One of the striking facts from the study is that Americans take fewer walking trips per day compared to Britons. However, they are about six times more likely to be killed while walking per mile traveled. Across 11 countries studied from 1990-2020, pedestrian fatalities per capita decreased except for the U.S. which recorded a 25% increase from 2010-2020.
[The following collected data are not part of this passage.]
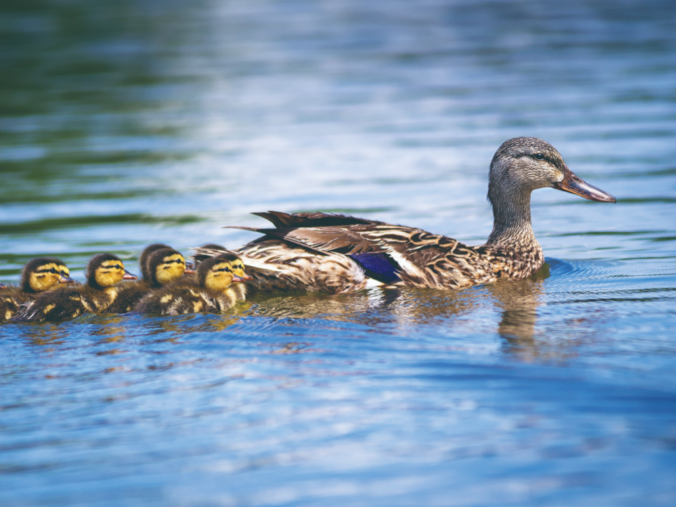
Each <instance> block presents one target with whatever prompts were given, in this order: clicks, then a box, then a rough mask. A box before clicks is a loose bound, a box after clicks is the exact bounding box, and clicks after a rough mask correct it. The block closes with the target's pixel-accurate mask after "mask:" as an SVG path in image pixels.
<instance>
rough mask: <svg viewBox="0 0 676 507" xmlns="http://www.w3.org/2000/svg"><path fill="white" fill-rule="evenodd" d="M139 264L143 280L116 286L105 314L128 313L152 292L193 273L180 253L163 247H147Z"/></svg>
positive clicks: (142, 256) (154, 246) (159, 246)
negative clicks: (187, 275) (110, 313)
mask: <svg viewBox="0 0 676 507" xmlns="http://www.w3.org/2000/svg"><path fill="white" fill-rule="evenodd" d="M139 263H140V267H141V273H143V280H138V281H135V282H122V283H120V284H119V285H117V286H116V287H115V289H116V291H117V297H116V298H115V301H114V302H113V303H112V304H111V305H110V306H109V307H108V309H107V310H106V312H107V313H126V312H130V311H132V310H133V309H134V307H135V306H136V305H137V304H138V302H139V301H141V299H142V298H143V297H144V296H146V295H147V294H150V292H152V291H153V290H155V289H158V288H160V287H162V286H163V285H167V284H168V283H171V282H173V281H174V280H178V279H179V278H180V277H182V276H183V274H184V273H194V271H192V270H188V269H186V263H185V259H184V258H183V255H181V253H180V252H177V251H176V250H174V249H173V248H170V247H167V246H165V245H150V246H149V247H147V248H146V249H145V250H144V251H143V253H142V254H141V259H140V262H139Z"/></svg>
Infrastructure Bias Toward Driving
In the U.S., people are discouraged from walking due to safety concerns and poor walking conditions. Over a decade, the authors of the study have examined walking rates, pedestrian safety, and government policies across multiple countries, cities, and sections of the same city. The findings show that Americans walk less and have a higher walking fatality rate per kilometer walked. This can be attributed to the design of the cities and transportation systems where roadway guidelines prefer car movement over pedestrian-friendly amenities such as crosswalks.
Steps Toward Better Designs
To promote safe walking, governments should prioritize pedestrians in the roadway planning process. This can include incorporating networks of clearly-marked, well-lit sidewalks, crosswalks, and safety islands built into intersection corners and medians. It can also mean rethinking road placement and design speed.
Steps Toward Better Land Use
Along with more pedestrian-friendly street designs, creating more walkable communities requires revamping zoning laws and regulations to allow for more mixed-use spaces. The land use also matters as defining neighborhoods without corner stores, daycares, doctors’ offices, and other necessary amenities forces people to drive long distances with no other options.
Steps Toward Better Driving Habits
Enforcing lower speed limits, tightening laws related to drunk and distracted driving, and revising laws to put more responsibility on drivers can benefit safety for both drivers and walkers.
Steps Toward Better Transportation Education
Proactive education programs related to walking and driving for young people can increase the overall safety of both activities. Many countries with safer walking rates have more restrictive driving regulations.
What Steps Can You Take?
As warmer weather makes walking more attractive, it also provides an opportunity to make communities safer for foot travel. Daily walkers can discuss dangerous situations with local politicians and city engineers since they have valuable insights that can go unnoticed.
Walking is less popular and more dangerous in the U.S. compared to other countries. However, efforts such as better pedestrian-friendly street designs, creating more walkable communities, and enforcing lower speed limits can improve pedestrian safety and encourage walking. Education is also critical for both walking and driving, promoting safer roads, and reducing the likelihood of accidents.